Time Period3 Months [change]
DirectionMoves Together 
StrengthStrong
Accuracy100.0%
ValuesDaily Returns

Hawkins  vs.  ChampionX

 Performance 
       Timeline  
Hawkins 

Risk-Adjusted Performance

17 of 100

 
Weak
 
Strong
Solid
Compared to the overall equity markets, risk-adjusted returns on investments in Hawkins are ranked lower than 17 (%) of all global equities and portfolios over the last 90 days. In spite of very conflicting forward-looking signals, Hawkins displayed solid returns over the last few months and may actually be approaching a breakup point.
ChampionX 

Risk-Adjusted Performance

14 of 100

 
Weak
 
Strong
Good
Compared to the overall equity markets, risk-adjusted returns on investments in ChampionX are ranked lower than 14 (%) of all global equities and portfolios over the last 90 days.
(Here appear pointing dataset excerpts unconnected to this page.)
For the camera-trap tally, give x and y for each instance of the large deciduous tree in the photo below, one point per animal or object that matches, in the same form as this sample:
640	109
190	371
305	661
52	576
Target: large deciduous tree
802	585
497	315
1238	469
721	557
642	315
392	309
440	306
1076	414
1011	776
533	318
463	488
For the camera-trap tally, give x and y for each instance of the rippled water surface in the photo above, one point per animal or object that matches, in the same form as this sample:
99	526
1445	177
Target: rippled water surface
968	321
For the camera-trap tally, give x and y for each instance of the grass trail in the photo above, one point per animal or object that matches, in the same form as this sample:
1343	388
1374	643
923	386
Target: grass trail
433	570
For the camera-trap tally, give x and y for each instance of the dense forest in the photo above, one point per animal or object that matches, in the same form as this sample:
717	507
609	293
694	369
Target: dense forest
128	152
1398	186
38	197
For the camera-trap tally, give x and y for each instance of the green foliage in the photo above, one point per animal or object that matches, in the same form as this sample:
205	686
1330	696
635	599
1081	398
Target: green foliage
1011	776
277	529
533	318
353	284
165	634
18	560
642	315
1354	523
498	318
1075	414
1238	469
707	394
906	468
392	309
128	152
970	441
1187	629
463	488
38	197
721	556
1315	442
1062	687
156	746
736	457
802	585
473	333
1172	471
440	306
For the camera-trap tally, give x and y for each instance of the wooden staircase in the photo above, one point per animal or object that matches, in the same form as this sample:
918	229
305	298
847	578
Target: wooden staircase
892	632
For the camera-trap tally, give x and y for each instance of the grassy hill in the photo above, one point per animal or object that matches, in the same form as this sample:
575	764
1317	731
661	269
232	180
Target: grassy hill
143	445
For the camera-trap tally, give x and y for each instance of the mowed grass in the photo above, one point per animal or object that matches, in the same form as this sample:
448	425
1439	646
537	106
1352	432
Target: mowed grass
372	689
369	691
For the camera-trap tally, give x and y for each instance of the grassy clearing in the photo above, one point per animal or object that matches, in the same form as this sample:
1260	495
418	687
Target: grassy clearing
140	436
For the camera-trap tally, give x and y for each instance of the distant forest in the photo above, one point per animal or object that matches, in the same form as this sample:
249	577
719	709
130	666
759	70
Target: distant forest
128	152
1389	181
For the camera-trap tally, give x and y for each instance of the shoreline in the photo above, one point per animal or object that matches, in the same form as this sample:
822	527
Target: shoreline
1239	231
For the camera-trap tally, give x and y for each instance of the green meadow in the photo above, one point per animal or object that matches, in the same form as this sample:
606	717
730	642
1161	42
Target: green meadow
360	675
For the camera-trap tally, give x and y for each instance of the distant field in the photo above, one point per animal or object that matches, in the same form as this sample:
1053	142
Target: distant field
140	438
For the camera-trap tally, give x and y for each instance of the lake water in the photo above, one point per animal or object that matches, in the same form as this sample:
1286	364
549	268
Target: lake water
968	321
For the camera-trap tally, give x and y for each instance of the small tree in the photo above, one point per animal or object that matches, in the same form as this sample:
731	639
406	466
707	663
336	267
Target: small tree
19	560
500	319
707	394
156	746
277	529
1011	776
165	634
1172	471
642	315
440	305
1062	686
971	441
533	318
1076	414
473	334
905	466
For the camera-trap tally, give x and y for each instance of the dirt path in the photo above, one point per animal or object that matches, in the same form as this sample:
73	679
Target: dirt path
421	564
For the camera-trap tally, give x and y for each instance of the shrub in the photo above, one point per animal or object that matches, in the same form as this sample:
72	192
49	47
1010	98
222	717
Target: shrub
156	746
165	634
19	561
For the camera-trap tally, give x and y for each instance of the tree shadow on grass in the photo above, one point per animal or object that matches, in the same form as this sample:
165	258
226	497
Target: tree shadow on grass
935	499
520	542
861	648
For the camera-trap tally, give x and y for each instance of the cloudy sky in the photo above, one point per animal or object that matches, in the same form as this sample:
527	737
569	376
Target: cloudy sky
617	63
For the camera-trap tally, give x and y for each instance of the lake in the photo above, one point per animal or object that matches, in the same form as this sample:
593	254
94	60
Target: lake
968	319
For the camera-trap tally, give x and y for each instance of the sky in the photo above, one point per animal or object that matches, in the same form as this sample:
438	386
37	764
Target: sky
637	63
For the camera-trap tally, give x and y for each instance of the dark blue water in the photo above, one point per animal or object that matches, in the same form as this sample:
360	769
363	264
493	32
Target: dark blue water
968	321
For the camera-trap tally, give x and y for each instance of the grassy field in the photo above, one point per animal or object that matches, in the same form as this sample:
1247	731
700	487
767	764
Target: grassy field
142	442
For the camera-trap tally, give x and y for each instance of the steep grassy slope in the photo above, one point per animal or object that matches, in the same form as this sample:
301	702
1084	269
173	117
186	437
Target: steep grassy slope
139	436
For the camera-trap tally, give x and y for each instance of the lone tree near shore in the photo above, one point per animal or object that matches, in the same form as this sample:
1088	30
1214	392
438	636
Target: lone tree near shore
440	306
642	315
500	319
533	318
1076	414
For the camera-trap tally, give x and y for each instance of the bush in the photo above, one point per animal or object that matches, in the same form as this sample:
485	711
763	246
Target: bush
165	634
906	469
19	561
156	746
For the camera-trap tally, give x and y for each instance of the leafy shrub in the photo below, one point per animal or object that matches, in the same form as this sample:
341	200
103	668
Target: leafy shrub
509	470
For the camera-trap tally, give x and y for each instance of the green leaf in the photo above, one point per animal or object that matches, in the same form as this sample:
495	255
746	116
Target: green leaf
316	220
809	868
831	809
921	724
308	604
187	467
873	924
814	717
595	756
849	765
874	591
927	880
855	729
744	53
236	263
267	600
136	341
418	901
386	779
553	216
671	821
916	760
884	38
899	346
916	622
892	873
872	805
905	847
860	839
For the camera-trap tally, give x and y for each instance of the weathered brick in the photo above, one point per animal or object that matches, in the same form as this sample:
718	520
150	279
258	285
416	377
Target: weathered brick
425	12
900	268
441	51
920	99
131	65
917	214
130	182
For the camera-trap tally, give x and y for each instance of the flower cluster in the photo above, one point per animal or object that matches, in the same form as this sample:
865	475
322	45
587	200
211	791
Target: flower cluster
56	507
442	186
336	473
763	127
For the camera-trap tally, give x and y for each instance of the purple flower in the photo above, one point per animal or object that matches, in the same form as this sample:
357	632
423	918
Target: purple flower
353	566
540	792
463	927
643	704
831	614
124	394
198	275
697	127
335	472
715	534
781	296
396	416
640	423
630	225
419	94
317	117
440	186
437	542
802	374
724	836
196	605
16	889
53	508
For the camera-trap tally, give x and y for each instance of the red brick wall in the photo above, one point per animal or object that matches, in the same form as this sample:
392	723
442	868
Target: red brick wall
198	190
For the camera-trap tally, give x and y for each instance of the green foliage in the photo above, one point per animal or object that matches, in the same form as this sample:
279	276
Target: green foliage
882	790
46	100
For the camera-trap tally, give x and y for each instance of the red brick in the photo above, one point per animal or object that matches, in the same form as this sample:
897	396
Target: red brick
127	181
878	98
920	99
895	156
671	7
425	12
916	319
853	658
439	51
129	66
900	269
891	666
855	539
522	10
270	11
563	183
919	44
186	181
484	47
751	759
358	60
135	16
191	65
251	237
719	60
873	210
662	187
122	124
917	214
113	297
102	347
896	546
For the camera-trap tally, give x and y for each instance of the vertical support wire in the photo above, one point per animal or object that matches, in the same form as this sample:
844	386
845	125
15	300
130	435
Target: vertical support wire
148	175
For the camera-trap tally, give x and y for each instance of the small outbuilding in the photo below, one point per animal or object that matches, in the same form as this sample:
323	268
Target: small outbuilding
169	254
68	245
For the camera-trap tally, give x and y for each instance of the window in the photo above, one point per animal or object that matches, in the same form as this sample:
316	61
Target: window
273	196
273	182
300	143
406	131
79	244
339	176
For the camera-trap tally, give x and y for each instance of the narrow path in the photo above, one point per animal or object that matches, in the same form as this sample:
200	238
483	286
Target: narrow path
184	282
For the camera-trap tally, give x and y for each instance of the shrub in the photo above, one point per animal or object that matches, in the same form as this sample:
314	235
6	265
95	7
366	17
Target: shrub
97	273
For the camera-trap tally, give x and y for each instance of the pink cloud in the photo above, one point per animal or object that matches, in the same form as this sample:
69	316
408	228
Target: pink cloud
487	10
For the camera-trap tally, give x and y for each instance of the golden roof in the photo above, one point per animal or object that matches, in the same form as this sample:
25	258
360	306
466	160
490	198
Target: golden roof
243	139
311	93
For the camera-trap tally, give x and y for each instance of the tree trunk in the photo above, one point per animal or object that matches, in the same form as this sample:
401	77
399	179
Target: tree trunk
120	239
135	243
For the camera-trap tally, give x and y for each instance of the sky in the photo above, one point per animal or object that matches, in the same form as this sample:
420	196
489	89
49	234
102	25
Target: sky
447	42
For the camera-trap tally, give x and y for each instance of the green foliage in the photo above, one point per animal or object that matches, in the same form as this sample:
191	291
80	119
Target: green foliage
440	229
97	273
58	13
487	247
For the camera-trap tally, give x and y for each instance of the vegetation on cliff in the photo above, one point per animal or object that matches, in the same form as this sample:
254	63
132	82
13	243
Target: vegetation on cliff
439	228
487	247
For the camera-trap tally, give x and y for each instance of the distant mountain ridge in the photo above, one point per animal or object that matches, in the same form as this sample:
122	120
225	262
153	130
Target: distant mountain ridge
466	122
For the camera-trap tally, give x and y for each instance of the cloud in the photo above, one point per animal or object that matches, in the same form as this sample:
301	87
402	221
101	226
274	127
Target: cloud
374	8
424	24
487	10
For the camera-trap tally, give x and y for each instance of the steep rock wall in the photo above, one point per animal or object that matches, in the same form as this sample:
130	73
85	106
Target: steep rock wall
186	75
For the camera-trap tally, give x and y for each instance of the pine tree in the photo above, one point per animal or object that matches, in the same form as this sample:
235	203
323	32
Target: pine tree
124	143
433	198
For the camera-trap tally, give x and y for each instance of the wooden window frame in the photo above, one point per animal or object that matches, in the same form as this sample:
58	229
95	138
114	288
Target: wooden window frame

In spite of fairly abnormal technical indicators, ChampionX showed solid returns over the last few months and may actually be approaching a breakup point.

Hawkins and ChampionX Volatility Contrast

   Predicted Return Density   
       Returns  

Pair Trading with Hawkins and ChampionX

The main advantage of trading using opposite Hawkins and ChampionX positions is that it hedges away some unsystematic risk. Because of two separate transactions, even if Hawkins position performs unexpectedly, ChampionX can make up some of the losses. Pair trading also minimizes risk from directional movements in the market. For example, if an entire industry or sector drops because of unexpected headlines, the short position in ChampionX will offset losses from the drop in ChampionX's long position.
The idea behind Hawkins and ChampionX pairs trading is to make the combined position market-neutral, meaning the overall market's direction will not affect its win or loss (or potential downside or upside). This can be achieved by designing a pairs trade with two highly correlated stocks or equities that operate in a similar space or sector, making it possible to obtain profits through simple and relatively low-risk investment.
Check out your portfolio center.
Note that this page's information should be used as a complementary analysis to find the right mix of equity instruments to add to your existing portfolios or create a brand new portfolio. You can also try the Content Syndication module to quickly integrate customizable finance content to your own investment portal.